The bank, based in Paris, also reported first quarter revenue of 10.1 billion euros, up 1.7 percent from a year earlier. Revenue was affected by two one-off items of note, a 215 million euro write-down on the bank’s own debt and a gain of 364 million euros as a result of its adoption of new accounting rules.
Mr. Bonnafé noted the bank had attained “a very strong solvency and liquidity positions,” with a Basel 2.5 common equity Tier 1 ratio of 11.7 percent, and a “fully loaded” Basel 3 common equity Tier 1 ratio of 10 percent.
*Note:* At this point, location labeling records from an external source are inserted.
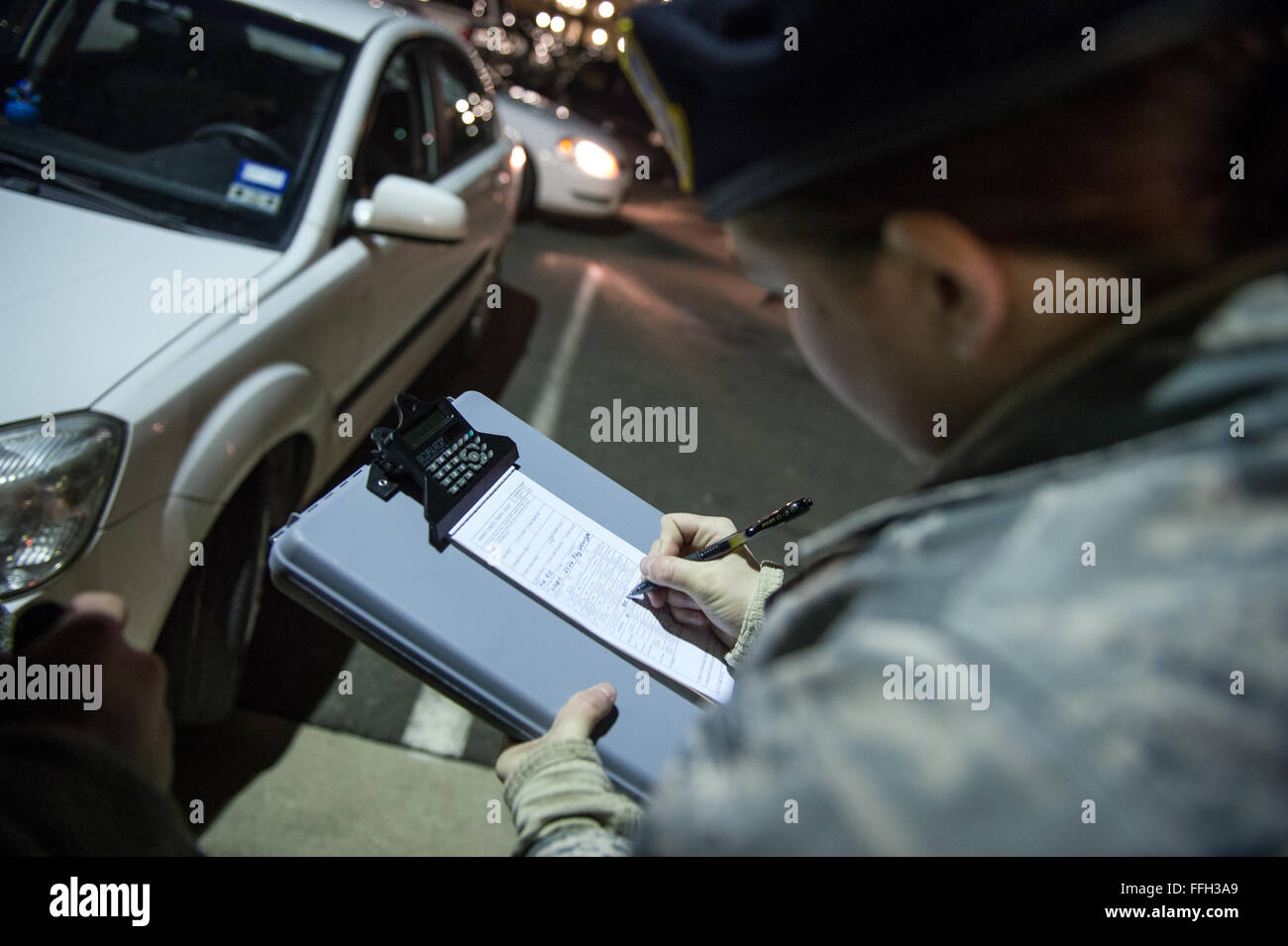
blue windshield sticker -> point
(263, 176)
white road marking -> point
(545, 415)
(437, 725)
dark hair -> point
(1133, 171)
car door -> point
(473, 158)
(420, 288)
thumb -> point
(583, 712)
(673, 572)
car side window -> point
(467, 116)
(397, 138)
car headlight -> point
(54, 480)
(591, 158)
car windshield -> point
(200, 115)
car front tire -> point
(207, 631)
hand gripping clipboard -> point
(364, 566)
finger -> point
(678, 598)
(583, 712)
(675, 573)
(691, 615)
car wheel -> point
(207, 631)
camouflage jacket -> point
(1070, 641)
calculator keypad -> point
(460, 463)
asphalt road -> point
(651, 312)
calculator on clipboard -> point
(439, 459)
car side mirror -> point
(408, 207)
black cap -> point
(777, 94)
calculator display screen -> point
(423, 430)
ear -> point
(969, 282)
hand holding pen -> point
(711, 592)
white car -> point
(574, 167)
(232, 232)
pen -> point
(735, 541)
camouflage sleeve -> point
(561, 798)
(563, 803)
(769, 580)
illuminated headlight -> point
(590, 158)
(54, 480)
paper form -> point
(583, 571)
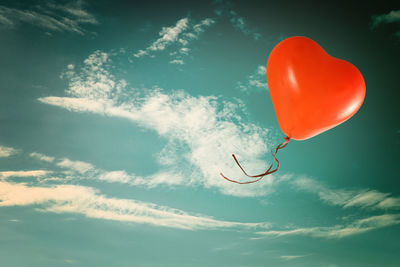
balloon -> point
(311, 91)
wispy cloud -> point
(225, 9)
(292, 257)
(87, 201)
(53, 17)
(202, 131)
(78, 166)
(255, 82)
(366, 199)
(391, 17)
(181, 35)
(31, 173)
(340, 231)
(41, 157)
(7, 151)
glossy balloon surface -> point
(311, 91)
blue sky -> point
(117, 118)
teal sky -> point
(117, 117)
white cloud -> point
(41, 157)
(177, 61)
(202, 132)
(53, 17)
(32, 173)
(224, 8)
(292, 257)
(340, 231)
(87, 201)
(77, 166)
(370, 199)
(168, 35)
(392, 16)
(182, 34)
(7, 151)
(255, 82)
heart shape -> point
(311, 91)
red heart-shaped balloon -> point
(312, 91)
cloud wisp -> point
(341, 230)
(391, 17)
(180, 36)
(225, 9)
(51, 17)
(255, 82)
(365, 199)
(7, 151)
(90, 203)
(200, 130)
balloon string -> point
(269, 171)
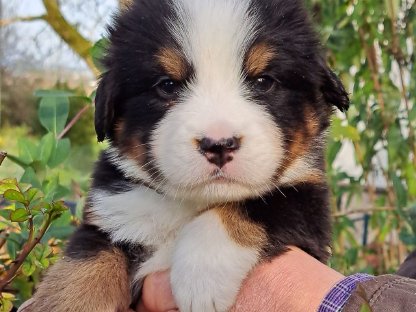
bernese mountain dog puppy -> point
(216, 113)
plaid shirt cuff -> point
(336, 299)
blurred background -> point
(49, 51)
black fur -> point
(292, 216)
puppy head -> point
(216, 100)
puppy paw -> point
(209, 266)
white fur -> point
(208, 266)
(139, 216)
(215, 35)
(128, 167)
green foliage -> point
(371, 45)
(35, 220)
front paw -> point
(209, 266)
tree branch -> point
(27, 248)
(68, 33)
(3, 156)
(74, 121)
(5, 22)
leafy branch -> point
(27, 204)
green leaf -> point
(53, 93)
(14, 196)
(47, 145)
(28, 268)
(400, 191)
(8, 184)
(30, 177)
(12, 247)
(60, 154)
(28, 151)
(97, 52)
(340, 131)
(6, 305)
(33, 194)
(53, 113)
(19, 215)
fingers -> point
(157, 294)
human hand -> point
(294, 282)
(157, 294)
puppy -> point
(216, 114)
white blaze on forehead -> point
(214, 36)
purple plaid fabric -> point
(341, 292)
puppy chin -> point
(216, 192)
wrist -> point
(294, 281)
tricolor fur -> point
(216, 114)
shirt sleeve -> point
(385, 293)
(338, 296)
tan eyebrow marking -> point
(173, 63)
(258, 58)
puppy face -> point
(216, 100)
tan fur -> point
(311, 121)
(258, 59)
(173, 63)
(100, 284)
(241, 230)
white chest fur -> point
(140, 216)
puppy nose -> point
(219, 152)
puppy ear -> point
(104, 108)
(333, 90)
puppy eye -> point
(263, 84)
(168, 89)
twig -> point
(73, 121)
(3, 156)
(363, 211)
(27, 248)
(5, 22)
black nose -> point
(219, 152)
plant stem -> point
(3, 156)
(27, 248)
(74, 121)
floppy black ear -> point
(333, 90)
(104, 108)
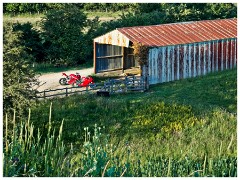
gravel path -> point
(50, 81)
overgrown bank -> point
(182, 128)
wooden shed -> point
(177, 50)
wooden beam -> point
(94, 57)
(123, 64)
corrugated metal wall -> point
(171, 63)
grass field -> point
(181, 128)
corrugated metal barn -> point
(177, 51)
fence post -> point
(66, 91)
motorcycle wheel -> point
(63, 81)
(92, 86)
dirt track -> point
(50, 81)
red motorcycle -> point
(70, 79)
(77, 79)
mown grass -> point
(45, 68)
(163, 110)
(181, 128)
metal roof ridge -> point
(185, 22)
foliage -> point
(30, 40)
(18, 77)
(67, 34)
(63, 36)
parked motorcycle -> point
(77, 79)
(70, 79)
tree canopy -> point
(18, 78)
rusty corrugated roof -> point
(181, 33)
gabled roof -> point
(172, 34)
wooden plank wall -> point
(109, 57)
(171, 63)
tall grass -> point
(25, 156)
(185, 128)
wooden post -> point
(94, 57)
(145, 76)
(123, 64)
(66, 92)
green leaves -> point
(18, 78)
(62, 32)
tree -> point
(18, 78)
(63, 35)
(31, 41)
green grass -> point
(165, 109)
(181, 128)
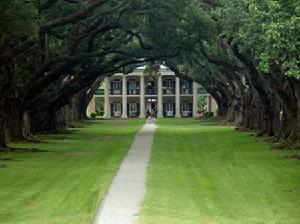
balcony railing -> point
(151, 91)
(115, 92)
(186, 91)
(132, 92)
(168, 91)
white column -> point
(159, 98)
(195, 100)
(124, 97)
(106, 98)
(177, 98)
(142, 96)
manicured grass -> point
(205, 174)
(64, 185)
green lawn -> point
(64, 185)
(205, 174)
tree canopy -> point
(54, 54)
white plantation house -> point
(136, 94)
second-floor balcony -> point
(115, 92)
(168, 91)
(185, 91)
(150, 92)
(132, 92)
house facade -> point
(137, 94)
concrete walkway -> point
(127, 191)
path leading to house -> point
(127, 191)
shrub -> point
(209, 114)
(93, 115)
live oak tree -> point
(54, 54)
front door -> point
(170, 109)
(117, 109)
(133, 109)
(152, 106)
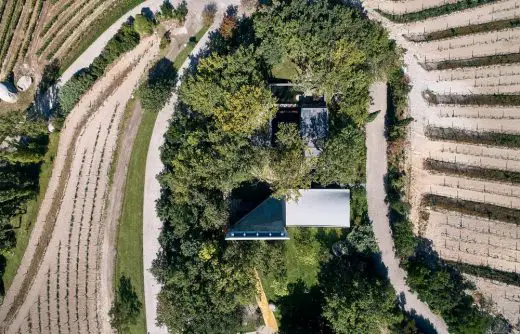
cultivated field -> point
(464, 67)
(57, 287)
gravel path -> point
(378, 209)
(152, 224)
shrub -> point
(473, 137)
(143, 25)
(451, 168)
(490, 60)
(434, 11)
(473, 99)
(465, 30)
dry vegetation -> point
(34, 32)
(57, 288)
(464, 67)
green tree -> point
(143, 25)
(181, 12)
(125, 307)
(343, 158)
(357, 298)
(247, 110)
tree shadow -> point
(301, 310)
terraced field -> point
(57, 287)
(464, 66)
(33, 32)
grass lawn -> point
(285, 70)
(184, 53)
(100, 25)
(129, 261)
(307, 249)
(27, 220)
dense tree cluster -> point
(218, 141)
(23, 145)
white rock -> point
(6, 95)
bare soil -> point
(459, 237)
(66, 284)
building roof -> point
(313, 208)
(24, 83)
(319, 208)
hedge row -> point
(472, 62)
(123, 41)
(451, 168)
(435, 11)
(486, 272)
(465, 30)
(473, 137)
(472, 208)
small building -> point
(314, 208)
(6, 95)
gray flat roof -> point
(320, 208)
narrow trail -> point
(152, 224)
(378, 208)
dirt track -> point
(466, 238)
(378, 208)
(63, 294)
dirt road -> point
(152, 225)
(95, 49)
(57, 287)
(378, 209)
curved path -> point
(152, 224)
(378, 208)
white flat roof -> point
(320, 208)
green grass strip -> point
(473, 137)
(129, 260)
(435, 11)
(97, 27)
(473, 99)
(486, 272)
(490, 60)
(455, 169)
(472, 208)
(465, 30)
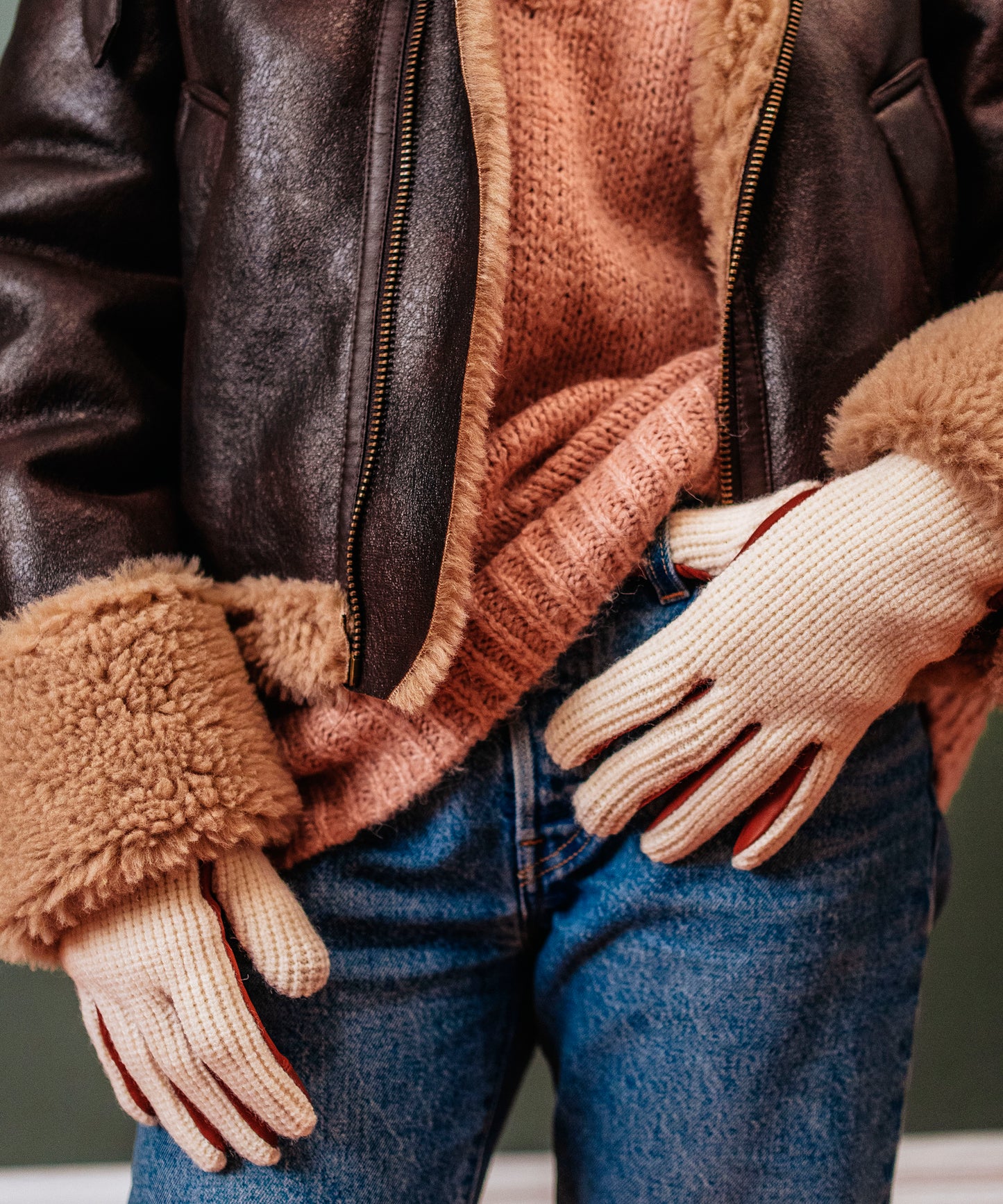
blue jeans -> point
(716, 1036)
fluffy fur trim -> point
(130, 742)
(937, 396)
(290, 633)
(735, 49)
(485, 90)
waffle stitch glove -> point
(169, 1015)
(761, 689)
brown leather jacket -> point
(251, 265)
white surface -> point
(965, 1168)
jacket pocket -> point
(201, 131)
(908, 112)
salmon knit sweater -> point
(605, 407)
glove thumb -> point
(270, 923)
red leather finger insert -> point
(205, 882)
(767, 807)
(131, 1086)
(208, 1131)
(689, 785)
(693, 574)
(251, 1119)
(767, 523)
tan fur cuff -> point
(938, 398)
(131, 741)
(290, 633)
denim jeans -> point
(716, 1036)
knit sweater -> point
(605, 405)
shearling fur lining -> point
(937, 396)
(485, 90)
(735, 49)
(130, 742)
(290, 635)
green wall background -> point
(57, 1107)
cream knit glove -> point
(167, 1013)
(765, 684)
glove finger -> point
(192, 1131)
(808, 792)
(655, 762)
(660, 676)
(718, 795)
(195, 1085)
(708, 540)
(127, 1091)
(231, 1041)
(269, 923)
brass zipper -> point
(387, 310)
(750, 177)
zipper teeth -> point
(750, 177)
(385, 312)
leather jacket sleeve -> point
(90, 301)
(963, 41)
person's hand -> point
(169, 1015)
(761, 689)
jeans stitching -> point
(578, 851)
(523, 787)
Such measures of regulatory capital provide an indication of an institution’s ability to bear financial shocks.
BNP Paribas described the period as a “transitional quarter” for its corporate and investment banking business, in which revenue slid 21.1 percent from a year earlier to 2.5 billion euros, and pretax income tumbled more than 30 percent to 806 million euros.
The investment banking unit’s advisory and capital markets revenue fell 25 percent to 1.7 billion. Revenue in the fixed income sector fell 27 percent to 1.3 billion. The equities and advisory business posted a 20 percent decline in revenue, to 395 million euros.
BNP Paribas, which recorded 155 million euros in restructuring costs in the quarter, said “many projects” to improve and streamline its operations were getting under way, including early retirement programs at its BNPP Fortis unit in Belgium and BNL unit in Italy.
This post has been revised to reflect the following correction:
Correction: May 3, 2013
An earlier version of this article misstated when BNP Paribas reported its first-quarter earnings. It was on Friday, not Thursday.